There is a hypothetical spectrum. At one end is an applicant who gives a credible and cooperative account of having no surviving family in Afghanistan or of having lost touch with surviving family members and having failed, notwithstanding his best endeavours, to re-establish contact. It seems to me that, even if he has reached the age of 18 by the time his appeal is considered by the tribunal, he may, depending on the totality of the established facts, have the basis of a successful appeal by availing himself of the Rashid/S principle and/or section 55 by reference to the failure of the Secretary of State to discharge the duty to endeavour to trace. In such a case Ravichandran would not be an insurmountable obstacle. At the other end of the spectrum is an applicant whose claim to have no surviving family in Afghanistan is disbelieved and in respect of whom it is found that he has been uncooperative so as to frustrate any attempt to trace his family. In such a case, again depending on the totality of established facts, he may have put himself beyond the bite of the protective and corrective principle. This would not be because the law seeks to punish him for his mendacity but because he has failed to prove the risk on return and because there would be no causative link between the Secretary of State's breach of duty and his claim to protection. Whereas, in the first case, the applicant may have lost the opportunity of corroborating his evidence about the absence of support in Afghanistan by reference to a negative result from the properly discharged duty to endeavour to trace, in the second case he can establish no such disadvantage.

I have to say that, like the Court of Appeal in S, I have great difficulties with the judgments in Rashid. In cases that are concerned with claims for asylum, the purpose of the grant of leave to remain is to grant protection to someone who would be at risk, or whose Convention rights would be infringed, if he or she was returned to the country of nationality. Of course, breaches of the duty of the Secretary of State in addressing a claim may lead to an independent justification for leave to remain, of which the paradigm is the Article 8 claim of an asylum seeker whose claim has not been expeditiously determined, with the result that he has been in this country so long as to have established private and family life here. But to grant leave to remain to someone who has no risk on return, whose Convention rights will not be infringed by his return, and who has no other independent claim to remain here (such as a claim to be a skilled migrant), is to use the power to grant leave to remain for a purpose other than that for which it is conferred. In effect, it is to accede to a claim to remain here as an economic migrant. The principle in Rashid has been referred to as "the protective principle", but this is a misnomer: the person seeking to rely on this principle needs to do so only because he has been found not to be in need of protection. I do not think that the Court should require or encourage the Secretary of State to grant leave in such circumstances either in order to mark the Court's displeasure at her conduct, or as a sanction for her misconduct. I agree with the short judgment of Lightman J in S. He said:

… I have the gravest difficulty seeing how the fact that the challenged administrative act or decision falls within one category of unlawfulness as distinguished from another, and in particular the fact that it constitutes an abuse of power giving rise to conspicuous unfairness, can extend to the remedies available to the courts.

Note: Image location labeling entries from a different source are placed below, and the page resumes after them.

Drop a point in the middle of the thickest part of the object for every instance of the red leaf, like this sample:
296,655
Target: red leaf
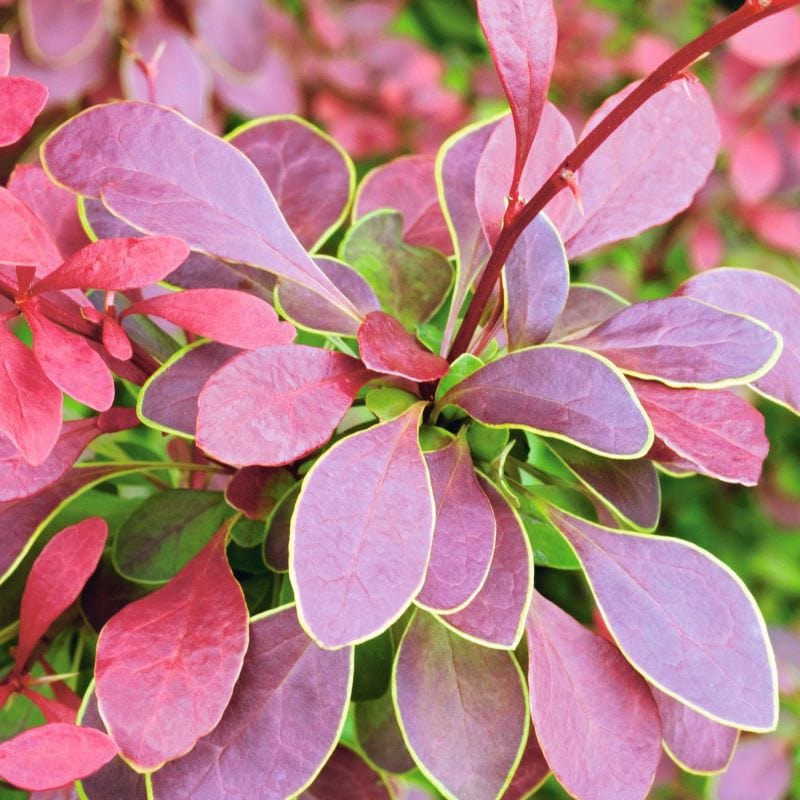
56,579
386,346
224,315
275,405
30,405
53,755
167,664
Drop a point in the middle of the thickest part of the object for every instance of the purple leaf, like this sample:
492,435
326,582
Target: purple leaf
544,389
717,433
629,488
258,743
308,173
462,708
495,617
594,716
168,400
275,405
522,37
682,342
683,619
464,535
140,151
630,184
305,309
696,743
536,283
357,573
773,301
386,346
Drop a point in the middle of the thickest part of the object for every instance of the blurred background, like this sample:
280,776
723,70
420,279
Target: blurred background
387,77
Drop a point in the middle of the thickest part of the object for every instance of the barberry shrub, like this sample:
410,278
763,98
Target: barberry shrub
340,472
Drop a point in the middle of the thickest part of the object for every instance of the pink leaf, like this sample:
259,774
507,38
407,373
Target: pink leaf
682,618
464,535
594,716
224,315
53,755
462,709
496,615
167,664
30,405
357,573
718,433
56,579
386,346
275,405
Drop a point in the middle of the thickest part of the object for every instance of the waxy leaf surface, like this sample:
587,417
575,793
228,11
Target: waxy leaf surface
769,299
682,342
594,717
386,346
155,169
408,184
630,183
310,176
695,742
558,391
275,405
496,615
536,283
361,532
464,536
259,749
56,579
462,708
717,433
682,618
410,282
224,315
169,398
167,664
522,37
53,755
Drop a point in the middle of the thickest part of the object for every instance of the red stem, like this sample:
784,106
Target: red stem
749,13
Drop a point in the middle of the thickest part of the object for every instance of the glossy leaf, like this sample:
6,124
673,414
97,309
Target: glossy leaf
595,718
289,397
167,664
773,301
630,183
522,37
718,433
169,398
258,749
682,342
53,755
464,535
165,532
544,389
140,151
407,184
56,579
224,315
695,742
386,346
689,608
462,709
536,283
410,282
311,177
496,615
355,575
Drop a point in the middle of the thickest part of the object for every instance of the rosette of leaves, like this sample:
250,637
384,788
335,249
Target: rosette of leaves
356,496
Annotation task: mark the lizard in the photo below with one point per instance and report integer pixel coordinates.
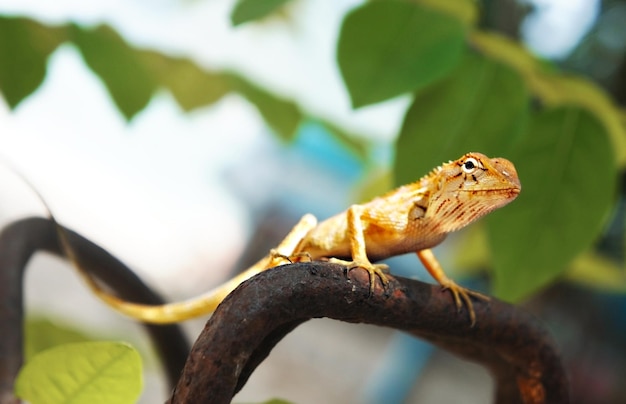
(412, 218)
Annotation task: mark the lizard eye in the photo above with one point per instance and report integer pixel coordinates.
(470, 165)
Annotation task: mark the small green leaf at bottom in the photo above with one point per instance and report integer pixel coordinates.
(84, 372)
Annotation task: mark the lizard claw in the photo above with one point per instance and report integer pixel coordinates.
(380, 270)
(462, 295)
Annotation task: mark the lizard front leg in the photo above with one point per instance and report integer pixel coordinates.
(358, 249)
(460, 293)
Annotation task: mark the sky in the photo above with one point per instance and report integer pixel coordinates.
(152, 190)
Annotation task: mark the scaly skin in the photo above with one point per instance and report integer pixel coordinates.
(412, 218)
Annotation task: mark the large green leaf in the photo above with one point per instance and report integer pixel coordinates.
(118, 65)
(250, 10)
(41, 334)
(388, 48)
(568, 175)
(24, 49)
(85, 372)
(482, 107)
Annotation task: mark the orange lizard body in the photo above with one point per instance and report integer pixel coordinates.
(412, 218)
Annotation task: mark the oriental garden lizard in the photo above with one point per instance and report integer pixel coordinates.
(411, 218)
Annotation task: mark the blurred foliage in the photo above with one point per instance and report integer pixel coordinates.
(82, 372)
(41, 333)
(471, 88)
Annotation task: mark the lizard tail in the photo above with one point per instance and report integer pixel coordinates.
(203, 304)
(186, 309)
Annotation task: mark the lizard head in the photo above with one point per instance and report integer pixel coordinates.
(469, 188)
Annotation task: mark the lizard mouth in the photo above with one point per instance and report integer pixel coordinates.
(512, 191)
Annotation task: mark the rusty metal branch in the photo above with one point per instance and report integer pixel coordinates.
(18, 242)
(257, 315)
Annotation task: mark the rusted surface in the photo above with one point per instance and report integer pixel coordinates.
(258, 314)
(18, 242)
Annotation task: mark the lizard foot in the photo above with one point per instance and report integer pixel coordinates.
(276, 258)
(462, 295)
(380, 270)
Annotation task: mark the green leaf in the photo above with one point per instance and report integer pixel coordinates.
(390, 48)
(24, 49)
(568, 175)
(41, 334)
(118, 65)
(465, 10)
(191, 86)
(250, 10)
(86, 372)
(482, 107)
(282, 116)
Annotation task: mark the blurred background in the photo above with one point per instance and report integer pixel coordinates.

Nonetheless, the Secretary of State's breach of duty may be relevant to her or the Tribunal's decisions. Her failure may be relevant to the assessment of risk on return. The lack of evidence from the Secretary of State as to the availability or otherwise of familial support should be taken into account. In addition, there are cases in which the consequences of her breach of duty are relevant. SL (Vietnam) [2010] EWCA Civ 225 [2010] INLR 651 was such a case. The appellant should have been granted leave to remain under the then minors policy. If he had been, he would have been able to work lawfully. Because of his precarious immigration status, he could not work lawfully, and he resorted to the large-scale cultivation of cannabis. The circumstances in which he had done so were relevant to the assessment of the gravity of his drug offending, and should have been taken into account when deciding whether his deportation should have been upheld. Similarly, the failure to endeavour to trace may result in a failed asylum seeker, who may in consequence lose contact with his family, putting down roots here and establishing a valid Article 8 claim. The necessity for such a causative link was stated in paragraph 25 of the Judgment where Maurice Kay LJ gave as the reason for a claimant failing to avail himself of "the protective and corrective principle" that there was "no causative link between the Secretary of State's breach of duty and [the appellant's] claim to protection".

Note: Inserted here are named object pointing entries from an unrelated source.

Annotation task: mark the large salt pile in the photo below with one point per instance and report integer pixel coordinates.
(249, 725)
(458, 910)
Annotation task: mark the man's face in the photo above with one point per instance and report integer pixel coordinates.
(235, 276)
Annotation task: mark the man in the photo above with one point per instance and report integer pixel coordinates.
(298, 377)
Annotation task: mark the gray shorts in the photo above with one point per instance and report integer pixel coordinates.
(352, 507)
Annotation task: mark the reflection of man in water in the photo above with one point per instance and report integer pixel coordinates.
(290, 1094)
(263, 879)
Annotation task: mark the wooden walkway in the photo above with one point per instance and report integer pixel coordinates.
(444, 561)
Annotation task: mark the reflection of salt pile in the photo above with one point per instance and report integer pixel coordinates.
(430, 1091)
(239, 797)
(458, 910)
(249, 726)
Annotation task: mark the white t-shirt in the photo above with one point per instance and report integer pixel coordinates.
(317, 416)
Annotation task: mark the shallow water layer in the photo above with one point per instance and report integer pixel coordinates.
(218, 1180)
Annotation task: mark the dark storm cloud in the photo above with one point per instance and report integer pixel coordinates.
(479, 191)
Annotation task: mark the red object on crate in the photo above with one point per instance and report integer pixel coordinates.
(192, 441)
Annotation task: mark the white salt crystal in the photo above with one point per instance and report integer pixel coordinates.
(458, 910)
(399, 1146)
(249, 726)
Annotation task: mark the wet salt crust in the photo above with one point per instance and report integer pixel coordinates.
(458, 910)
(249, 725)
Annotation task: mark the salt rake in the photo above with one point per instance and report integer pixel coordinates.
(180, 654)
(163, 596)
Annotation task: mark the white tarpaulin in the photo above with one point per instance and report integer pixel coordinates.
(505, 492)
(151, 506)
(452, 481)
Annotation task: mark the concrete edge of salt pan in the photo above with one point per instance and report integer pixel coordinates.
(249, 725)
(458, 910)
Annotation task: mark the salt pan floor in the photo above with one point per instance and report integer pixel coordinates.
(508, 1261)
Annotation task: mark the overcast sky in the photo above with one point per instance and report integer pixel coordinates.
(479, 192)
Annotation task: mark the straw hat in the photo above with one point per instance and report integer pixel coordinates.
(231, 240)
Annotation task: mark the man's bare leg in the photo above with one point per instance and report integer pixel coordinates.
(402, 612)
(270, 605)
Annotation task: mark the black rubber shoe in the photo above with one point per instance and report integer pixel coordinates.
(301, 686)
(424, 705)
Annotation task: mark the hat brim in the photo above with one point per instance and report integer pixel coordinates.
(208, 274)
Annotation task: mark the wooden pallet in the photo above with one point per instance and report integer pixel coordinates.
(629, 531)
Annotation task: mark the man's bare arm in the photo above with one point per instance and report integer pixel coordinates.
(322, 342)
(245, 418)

I would also add a comment to what was said by this Court in KA about the line between minority and adulthood. One should, in addition, take into account what I conceive to be the reason for the Secretary of State's policy to grant limited leave to remain to children, irrespective of his or her asylum claim. It would simply be inhumane to return an unaccompanied young child, specifically in cases such as the present to Afghanistan, at least where there will be no family to take care of him or her on arrival in Kabul. But that rationale applies with less and less force with increasing age.

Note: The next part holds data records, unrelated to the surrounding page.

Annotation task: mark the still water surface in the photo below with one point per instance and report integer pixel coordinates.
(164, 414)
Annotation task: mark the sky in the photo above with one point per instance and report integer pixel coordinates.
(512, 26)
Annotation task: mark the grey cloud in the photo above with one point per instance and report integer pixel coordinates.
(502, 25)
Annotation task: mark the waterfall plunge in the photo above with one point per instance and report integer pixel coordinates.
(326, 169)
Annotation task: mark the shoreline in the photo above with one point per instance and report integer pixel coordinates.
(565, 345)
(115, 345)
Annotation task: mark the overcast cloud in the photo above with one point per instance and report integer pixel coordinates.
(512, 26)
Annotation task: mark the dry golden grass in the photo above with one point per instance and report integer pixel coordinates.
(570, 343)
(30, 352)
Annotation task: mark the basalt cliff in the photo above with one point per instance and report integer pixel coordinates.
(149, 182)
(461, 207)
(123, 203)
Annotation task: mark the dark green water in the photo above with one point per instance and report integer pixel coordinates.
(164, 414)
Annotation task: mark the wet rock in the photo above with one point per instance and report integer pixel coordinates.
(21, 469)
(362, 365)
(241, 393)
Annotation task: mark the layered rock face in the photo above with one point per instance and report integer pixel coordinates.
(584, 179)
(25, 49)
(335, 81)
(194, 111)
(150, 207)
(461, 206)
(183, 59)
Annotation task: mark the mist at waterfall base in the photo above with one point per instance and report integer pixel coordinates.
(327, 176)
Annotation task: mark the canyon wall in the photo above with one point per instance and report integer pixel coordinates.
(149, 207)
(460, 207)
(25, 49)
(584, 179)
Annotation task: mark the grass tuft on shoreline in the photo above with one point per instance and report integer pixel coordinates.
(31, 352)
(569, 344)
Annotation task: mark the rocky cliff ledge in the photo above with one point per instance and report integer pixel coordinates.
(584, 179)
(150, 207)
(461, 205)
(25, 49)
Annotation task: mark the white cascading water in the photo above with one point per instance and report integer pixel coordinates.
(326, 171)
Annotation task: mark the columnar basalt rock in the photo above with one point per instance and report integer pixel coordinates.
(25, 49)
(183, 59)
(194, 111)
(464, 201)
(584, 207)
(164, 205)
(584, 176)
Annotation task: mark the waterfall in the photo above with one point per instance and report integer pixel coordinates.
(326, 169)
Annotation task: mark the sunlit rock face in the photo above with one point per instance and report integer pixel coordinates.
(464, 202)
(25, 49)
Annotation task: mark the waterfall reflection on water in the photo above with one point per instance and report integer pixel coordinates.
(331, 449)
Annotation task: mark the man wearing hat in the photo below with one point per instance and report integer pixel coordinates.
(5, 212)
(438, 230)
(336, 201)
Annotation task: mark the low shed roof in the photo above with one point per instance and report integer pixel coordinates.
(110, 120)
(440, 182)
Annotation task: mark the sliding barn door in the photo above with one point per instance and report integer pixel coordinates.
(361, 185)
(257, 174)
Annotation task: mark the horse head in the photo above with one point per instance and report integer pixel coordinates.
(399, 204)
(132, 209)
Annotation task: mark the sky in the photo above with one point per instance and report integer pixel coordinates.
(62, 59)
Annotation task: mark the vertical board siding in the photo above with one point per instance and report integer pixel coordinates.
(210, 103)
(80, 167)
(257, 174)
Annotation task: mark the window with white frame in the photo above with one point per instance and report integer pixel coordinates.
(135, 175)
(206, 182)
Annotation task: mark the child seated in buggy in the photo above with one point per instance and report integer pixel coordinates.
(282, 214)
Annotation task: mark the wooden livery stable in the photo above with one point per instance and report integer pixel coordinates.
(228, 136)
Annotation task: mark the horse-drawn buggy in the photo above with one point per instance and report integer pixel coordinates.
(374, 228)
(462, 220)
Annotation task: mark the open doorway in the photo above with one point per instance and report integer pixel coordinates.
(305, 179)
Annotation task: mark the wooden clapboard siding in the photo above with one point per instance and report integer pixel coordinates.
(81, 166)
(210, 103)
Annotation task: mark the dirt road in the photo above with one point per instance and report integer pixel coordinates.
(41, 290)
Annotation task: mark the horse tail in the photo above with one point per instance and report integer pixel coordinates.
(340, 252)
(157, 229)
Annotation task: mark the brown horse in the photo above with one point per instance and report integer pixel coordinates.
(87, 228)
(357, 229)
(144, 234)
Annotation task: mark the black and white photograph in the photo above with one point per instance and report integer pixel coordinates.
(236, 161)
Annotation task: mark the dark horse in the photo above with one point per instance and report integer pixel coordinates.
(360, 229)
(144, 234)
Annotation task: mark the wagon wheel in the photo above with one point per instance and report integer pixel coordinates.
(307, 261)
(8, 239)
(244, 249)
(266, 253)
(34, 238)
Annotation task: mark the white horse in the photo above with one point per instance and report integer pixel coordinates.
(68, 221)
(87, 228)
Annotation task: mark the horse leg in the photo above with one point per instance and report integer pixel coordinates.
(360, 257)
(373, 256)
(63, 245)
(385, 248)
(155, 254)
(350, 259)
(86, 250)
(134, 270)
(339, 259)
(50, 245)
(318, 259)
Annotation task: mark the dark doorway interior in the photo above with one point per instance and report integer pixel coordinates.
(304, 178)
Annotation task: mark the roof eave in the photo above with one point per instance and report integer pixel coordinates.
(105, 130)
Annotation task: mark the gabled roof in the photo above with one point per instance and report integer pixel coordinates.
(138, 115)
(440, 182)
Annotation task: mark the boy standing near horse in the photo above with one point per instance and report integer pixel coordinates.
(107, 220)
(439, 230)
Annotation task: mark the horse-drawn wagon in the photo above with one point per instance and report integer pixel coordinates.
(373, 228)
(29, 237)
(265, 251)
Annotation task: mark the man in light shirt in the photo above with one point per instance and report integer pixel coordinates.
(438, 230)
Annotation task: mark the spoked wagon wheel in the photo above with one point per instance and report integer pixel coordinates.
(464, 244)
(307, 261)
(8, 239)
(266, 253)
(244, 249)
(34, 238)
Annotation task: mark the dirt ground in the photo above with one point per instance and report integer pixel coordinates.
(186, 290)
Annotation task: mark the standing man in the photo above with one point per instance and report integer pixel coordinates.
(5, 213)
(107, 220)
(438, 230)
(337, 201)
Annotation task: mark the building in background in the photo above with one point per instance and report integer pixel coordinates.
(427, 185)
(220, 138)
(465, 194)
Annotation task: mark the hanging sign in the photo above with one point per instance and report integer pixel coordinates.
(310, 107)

In this connection, it is necessary to bear in mind that the birthday that has been ascribed to a claimant is often arbitrary. For example, a claimant contending to have been aged 16 in June 2012, but who is unable to give his date of birth, may as a formality have been given the date of birth of 1 January 1996. If his age is disputed, and he is assessed as aged 18, he may be recorded as having been born on 1 January 1994. Thus, the Secretary of State's decision letter dated 28 January 2010 in relation to EU records his date of birth as "01 January 1995 (disputed) 01 January 1993 (assessed)". I do not think that anyone believed that he was born on 1 January of either year. That date was given as a formality to reflect his age as asserted and assessed. In such a case, the origin of the precise date of birth is a further reason why the achievement of adulthood cannot of itself necessarily change the assessment of risk on return.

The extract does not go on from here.